Ese tono picosito que daba la paleta y en ocasiones agridulce, era genial; yo preferí siempre las de tamarindo, eran las que más me gustaban.

Y la segunda; las Palelocas, dos paletas en una; dos sabores que los disfrutabas al máximo y además venían en diferentes formas; en triangulo, cuadrado, rectángulo, dos sabores únicos.

Palelocas de Luxus.

De los sabores que recuerdo son uva, chocolate, piña, fresa, naranja, limón, espero no olvidar alguno.

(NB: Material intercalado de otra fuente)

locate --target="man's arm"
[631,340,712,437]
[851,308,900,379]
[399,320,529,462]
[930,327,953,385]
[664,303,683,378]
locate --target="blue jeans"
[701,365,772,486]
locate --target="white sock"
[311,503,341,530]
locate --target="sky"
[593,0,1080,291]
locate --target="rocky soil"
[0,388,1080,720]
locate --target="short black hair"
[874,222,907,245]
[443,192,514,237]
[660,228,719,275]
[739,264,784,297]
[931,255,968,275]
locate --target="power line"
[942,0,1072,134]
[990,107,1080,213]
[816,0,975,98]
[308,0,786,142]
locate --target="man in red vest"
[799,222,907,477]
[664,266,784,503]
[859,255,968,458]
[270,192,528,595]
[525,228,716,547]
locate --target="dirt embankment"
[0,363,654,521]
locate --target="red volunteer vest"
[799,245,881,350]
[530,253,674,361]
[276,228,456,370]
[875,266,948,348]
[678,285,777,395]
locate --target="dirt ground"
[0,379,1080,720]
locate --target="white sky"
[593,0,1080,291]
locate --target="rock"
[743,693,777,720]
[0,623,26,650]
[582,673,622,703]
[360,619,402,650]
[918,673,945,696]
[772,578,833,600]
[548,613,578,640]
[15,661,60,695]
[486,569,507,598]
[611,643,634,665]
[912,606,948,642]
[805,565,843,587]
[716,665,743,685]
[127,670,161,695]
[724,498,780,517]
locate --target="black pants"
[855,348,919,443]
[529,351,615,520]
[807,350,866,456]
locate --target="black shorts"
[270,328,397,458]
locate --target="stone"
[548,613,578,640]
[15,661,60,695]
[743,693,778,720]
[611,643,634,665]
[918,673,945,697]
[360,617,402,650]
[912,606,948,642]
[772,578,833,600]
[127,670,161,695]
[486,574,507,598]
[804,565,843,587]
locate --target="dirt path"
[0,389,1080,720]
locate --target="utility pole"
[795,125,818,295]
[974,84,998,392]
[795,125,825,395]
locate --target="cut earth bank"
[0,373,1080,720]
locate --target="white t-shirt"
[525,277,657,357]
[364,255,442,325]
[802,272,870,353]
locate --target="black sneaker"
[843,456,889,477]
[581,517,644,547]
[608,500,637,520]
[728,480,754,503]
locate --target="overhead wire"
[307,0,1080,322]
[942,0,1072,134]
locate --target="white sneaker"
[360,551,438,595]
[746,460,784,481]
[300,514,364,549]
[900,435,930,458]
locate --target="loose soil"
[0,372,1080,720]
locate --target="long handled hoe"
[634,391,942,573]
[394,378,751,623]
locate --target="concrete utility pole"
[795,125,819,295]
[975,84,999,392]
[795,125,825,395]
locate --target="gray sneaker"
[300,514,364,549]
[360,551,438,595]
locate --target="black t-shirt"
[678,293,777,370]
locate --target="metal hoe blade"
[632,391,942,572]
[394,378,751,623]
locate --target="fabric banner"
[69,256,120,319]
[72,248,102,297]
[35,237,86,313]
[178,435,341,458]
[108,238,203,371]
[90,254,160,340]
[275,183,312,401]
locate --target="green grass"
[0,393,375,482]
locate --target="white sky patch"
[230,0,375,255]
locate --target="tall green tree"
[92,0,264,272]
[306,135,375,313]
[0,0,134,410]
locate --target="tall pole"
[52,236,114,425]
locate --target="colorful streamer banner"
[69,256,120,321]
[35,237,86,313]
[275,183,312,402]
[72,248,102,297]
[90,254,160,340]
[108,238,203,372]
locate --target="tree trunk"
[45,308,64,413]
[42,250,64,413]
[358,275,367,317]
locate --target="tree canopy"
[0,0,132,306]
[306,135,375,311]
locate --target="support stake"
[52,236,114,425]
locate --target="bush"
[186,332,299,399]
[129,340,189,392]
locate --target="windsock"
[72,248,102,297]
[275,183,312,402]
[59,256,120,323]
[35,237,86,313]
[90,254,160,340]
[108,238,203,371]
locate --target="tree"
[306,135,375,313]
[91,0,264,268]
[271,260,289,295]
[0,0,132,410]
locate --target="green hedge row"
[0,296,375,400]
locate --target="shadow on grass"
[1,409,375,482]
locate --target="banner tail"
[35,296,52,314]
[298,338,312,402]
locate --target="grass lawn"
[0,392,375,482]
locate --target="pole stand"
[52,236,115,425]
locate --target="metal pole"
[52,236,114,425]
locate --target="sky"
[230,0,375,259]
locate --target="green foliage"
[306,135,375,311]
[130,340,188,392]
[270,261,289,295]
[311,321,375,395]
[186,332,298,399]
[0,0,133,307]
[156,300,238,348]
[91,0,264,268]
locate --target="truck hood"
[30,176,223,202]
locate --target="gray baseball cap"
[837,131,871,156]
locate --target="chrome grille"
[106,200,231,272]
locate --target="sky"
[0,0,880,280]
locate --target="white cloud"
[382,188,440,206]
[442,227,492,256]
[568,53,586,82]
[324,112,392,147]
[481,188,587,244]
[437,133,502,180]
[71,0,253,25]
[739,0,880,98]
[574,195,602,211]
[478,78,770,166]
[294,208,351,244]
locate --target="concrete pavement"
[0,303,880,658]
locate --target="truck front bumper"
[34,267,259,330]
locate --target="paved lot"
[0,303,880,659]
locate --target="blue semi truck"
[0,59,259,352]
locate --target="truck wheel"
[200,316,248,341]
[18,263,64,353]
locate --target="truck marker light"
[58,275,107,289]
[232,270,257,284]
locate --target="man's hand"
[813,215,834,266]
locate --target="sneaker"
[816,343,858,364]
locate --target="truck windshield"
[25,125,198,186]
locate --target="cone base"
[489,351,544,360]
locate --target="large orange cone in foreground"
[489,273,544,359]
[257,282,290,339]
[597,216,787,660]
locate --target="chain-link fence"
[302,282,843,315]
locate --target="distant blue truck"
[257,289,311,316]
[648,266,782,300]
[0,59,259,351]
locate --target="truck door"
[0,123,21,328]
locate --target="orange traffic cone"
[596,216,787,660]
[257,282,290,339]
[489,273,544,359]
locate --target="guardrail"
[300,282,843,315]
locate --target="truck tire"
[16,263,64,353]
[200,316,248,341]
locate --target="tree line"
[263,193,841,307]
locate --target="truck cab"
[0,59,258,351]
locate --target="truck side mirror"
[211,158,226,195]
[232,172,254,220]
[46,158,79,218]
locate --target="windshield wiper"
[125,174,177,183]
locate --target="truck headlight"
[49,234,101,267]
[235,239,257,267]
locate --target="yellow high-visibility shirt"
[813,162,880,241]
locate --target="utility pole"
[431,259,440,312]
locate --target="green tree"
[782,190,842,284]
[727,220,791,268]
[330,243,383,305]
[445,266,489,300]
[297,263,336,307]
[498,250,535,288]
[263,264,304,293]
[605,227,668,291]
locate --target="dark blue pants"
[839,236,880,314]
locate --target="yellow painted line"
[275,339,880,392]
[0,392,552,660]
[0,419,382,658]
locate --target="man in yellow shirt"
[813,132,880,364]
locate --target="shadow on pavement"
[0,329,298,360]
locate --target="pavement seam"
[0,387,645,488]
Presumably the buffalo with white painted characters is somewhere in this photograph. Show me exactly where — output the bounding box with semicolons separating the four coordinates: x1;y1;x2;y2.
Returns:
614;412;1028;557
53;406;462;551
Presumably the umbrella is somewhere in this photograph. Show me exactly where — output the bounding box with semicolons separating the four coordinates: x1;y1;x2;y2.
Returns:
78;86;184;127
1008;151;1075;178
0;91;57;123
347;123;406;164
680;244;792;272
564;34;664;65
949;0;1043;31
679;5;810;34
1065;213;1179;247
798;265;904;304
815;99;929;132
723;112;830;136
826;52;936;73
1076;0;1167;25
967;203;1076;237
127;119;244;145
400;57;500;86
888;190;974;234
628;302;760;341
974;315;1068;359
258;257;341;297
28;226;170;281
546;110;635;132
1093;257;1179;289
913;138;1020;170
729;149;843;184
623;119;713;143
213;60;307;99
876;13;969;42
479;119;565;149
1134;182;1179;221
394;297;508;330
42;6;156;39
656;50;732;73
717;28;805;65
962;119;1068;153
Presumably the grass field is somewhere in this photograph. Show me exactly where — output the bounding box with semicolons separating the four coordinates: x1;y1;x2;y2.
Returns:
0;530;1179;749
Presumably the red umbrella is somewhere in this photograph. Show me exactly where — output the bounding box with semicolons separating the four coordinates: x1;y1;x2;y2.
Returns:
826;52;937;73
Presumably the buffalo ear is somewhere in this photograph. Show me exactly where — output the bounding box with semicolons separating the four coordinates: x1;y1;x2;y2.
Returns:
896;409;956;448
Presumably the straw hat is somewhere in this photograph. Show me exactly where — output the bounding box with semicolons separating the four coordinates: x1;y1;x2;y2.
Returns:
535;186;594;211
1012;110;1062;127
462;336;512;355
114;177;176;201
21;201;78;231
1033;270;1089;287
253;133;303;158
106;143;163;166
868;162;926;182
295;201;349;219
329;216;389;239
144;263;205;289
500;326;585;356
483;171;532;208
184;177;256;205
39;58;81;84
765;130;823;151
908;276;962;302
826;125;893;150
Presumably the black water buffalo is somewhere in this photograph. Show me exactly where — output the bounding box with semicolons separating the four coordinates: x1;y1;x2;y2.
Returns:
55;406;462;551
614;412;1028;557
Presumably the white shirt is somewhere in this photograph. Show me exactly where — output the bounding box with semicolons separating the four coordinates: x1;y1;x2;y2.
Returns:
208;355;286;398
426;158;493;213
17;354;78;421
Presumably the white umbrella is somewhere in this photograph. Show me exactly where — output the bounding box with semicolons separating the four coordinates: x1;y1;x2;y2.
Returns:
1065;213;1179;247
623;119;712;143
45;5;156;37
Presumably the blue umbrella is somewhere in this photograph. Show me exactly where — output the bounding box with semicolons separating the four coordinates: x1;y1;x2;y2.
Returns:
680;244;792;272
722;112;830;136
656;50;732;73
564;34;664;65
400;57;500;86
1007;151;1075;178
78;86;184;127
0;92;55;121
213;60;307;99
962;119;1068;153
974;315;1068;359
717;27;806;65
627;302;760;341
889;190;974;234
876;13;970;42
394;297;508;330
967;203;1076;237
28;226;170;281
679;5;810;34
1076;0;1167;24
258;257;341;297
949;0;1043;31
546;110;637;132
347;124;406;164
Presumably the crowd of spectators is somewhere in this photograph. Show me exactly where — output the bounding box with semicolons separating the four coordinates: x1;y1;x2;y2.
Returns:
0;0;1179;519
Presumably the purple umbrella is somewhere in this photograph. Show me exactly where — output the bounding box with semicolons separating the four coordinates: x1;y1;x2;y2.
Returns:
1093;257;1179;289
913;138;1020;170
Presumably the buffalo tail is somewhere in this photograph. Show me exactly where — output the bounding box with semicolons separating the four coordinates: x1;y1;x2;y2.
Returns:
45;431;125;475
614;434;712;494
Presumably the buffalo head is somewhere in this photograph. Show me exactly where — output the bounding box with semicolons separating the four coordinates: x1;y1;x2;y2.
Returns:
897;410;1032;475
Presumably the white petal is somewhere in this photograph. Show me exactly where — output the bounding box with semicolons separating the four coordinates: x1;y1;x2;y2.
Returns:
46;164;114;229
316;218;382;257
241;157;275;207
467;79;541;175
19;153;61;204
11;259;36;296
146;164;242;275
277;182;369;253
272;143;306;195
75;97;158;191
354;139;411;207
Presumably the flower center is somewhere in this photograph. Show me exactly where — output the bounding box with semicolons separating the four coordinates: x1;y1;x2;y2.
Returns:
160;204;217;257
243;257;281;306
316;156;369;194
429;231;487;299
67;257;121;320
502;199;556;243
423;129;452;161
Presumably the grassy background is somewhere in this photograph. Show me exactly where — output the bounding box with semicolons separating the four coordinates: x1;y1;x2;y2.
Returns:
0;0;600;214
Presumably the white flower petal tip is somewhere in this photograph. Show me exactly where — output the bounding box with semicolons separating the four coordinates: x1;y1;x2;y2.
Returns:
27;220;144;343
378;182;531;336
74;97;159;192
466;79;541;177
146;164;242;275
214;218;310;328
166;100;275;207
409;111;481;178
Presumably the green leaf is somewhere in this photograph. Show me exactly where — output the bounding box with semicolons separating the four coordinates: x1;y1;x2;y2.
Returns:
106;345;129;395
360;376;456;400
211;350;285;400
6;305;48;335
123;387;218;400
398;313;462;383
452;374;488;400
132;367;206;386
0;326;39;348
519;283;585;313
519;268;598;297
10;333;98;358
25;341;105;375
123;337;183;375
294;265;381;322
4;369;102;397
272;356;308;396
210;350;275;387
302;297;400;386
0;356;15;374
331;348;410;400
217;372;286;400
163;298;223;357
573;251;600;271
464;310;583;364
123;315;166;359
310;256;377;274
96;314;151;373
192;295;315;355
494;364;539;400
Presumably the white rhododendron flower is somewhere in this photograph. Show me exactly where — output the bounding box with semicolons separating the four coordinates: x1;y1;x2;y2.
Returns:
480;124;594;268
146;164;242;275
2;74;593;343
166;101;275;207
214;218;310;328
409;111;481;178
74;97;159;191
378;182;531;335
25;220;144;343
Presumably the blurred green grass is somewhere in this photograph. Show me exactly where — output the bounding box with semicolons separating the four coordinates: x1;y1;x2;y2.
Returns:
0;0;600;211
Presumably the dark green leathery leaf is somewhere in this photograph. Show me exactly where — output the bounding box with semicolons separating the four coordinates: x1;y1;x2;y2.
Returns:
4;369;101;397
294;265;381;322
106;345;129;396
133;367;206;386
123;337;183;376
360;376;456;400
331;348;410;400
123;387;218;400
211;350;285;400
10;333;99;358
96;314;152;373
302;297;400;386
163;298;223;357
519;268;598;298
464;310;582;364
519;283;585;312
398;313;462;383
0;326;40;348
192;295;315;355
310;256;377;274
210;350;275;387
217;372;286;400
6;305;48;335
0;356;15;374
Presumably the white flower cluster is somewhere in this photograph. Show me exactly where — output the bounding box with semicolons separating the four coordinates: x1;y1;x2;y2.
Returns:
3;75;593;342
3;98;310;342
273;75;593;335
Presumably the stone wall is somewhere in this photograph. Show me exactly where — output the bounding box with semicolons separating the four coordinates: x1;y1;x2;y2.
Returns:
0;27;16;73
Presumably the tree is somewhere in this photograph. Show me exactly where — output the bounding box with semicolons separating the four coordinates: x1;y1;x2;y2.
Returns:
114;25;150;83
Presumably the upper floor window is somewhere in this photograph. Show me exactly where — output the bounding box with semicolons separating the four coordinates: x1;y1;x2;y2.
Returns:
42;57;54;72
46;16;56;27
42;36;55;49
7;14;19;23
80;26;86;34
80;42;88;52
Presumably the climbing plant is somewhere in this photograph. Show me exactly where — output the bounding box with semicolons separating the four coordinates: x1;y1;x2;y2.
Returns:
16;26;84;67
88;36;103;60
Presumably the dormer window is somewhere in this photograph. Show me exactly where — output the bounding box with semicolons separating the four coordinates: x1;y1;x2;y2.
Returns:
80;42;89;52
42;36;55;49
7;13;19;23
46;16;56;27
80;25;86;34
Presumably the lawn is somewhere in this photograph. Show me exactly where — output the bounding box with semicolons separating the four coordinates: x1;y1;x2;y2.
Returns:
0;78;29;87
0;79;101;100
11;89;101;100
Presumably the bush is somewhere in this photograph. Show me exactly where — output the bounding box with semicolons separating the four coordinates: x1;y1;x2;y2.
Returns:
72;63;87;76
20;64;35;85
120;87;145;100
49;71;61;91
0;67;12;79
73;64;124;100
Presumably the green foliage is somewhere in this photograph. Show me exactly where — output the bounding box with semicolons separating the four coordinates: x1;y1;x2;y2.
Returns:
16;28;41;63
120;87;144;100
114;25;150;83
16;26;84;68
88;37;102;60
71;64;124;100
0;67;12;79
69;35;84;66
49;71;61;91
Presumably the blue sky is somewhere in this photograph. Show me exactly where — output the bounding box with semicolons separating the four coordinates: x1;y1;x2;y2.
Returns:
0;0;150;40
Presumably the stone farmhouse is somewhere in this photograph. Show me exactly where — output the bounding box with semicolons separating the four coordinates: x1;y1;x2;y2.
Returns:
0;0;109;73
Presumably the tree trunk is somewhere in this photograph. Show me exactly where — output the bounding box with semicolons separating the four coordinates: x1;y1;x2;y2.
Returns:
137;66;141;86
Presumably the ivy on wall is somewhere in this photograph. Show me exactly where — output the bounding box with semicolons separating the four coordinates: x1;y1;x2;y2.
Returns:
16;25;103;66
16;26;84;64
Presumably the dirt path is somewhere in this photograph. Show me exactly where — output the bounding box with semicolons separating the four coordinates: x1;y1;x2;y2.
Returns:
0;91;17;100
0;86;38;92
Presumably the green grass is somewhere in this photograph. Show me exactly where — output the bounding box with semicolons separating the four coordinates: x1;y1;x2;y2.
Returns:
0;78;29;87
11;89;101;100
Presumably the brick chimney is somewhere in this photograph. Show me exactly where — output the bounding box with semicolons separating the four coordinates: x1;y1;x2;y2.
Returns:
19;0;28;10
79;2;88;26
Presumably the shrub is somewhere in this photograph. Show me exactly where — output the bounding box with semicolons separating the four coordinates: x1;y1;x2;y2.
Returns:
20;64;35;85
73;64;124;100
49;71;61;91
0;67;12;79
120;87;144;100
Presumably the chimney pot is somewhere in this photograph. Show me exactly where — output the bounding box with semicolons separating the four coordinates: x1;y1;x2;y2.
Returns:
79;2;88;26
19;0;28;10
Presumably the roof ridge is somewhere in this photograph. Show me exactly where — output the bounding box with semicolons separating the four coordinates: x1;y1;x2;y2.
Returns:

Y siguiendo con el tema de las paletas con chilito, tenemos a otras dos; la Ricaleta, que esa, sinceramente, a mí sí me picaba y mucho, aunque era Miguelito en su interior, y cubierta con una pequeña capa de dulce, que era riquísimo.

Ricaleta de Yaukos.

Y la otra es la Chipileta; una pequeña paleta de caramelo macizo, tipo Charms o más pequeña a la que se le podía poner el polvito picante de sabores para disfrutarla de manera conjunta.

Chipileta de Dulces Anahuac.

Más tarde llegaron otro tipo de paletas, una de triple sabor, llamada Semáforo, de caramelo macizo y tal como si fuera un semáforo real, con los tres tradicionales colores, verde, amarillo y rojo, con un sabor muy dulce.

Paleta Semáforo de Dulces Vero.

También habia paletas de “manita”, rojas y algunas bicolores, que te decían tu suerte, algún mensaje que venía dentro.

Manita de la Suerte de Dulces Vero.

Y por último, mencionaré las tradicionales Tutsi Pop, sabor cereza con relleno de chicle, que te decía el comercial, con cuántas chupadas llegas el centro de Tutsi Pop para saborear el chicle.

Esas paletas eran geniales, son icónicas para la marca, después ya salieron las de sabores, que también tienen lo suyo; en sabor y calidad.

Cuántas paletas no probamos; de todos los sabores, de todos los colores, tamaños, formas, figuras, etc. Un dulce recuerdo, que nos llevamos a la boca, a nuestros paladares y disfrutamos como niños aquella época.

Hoy lo podemos hacer, pero definitivamente, no es lo mismo, el sabor, el recuerdo, es hoy totalmente otro.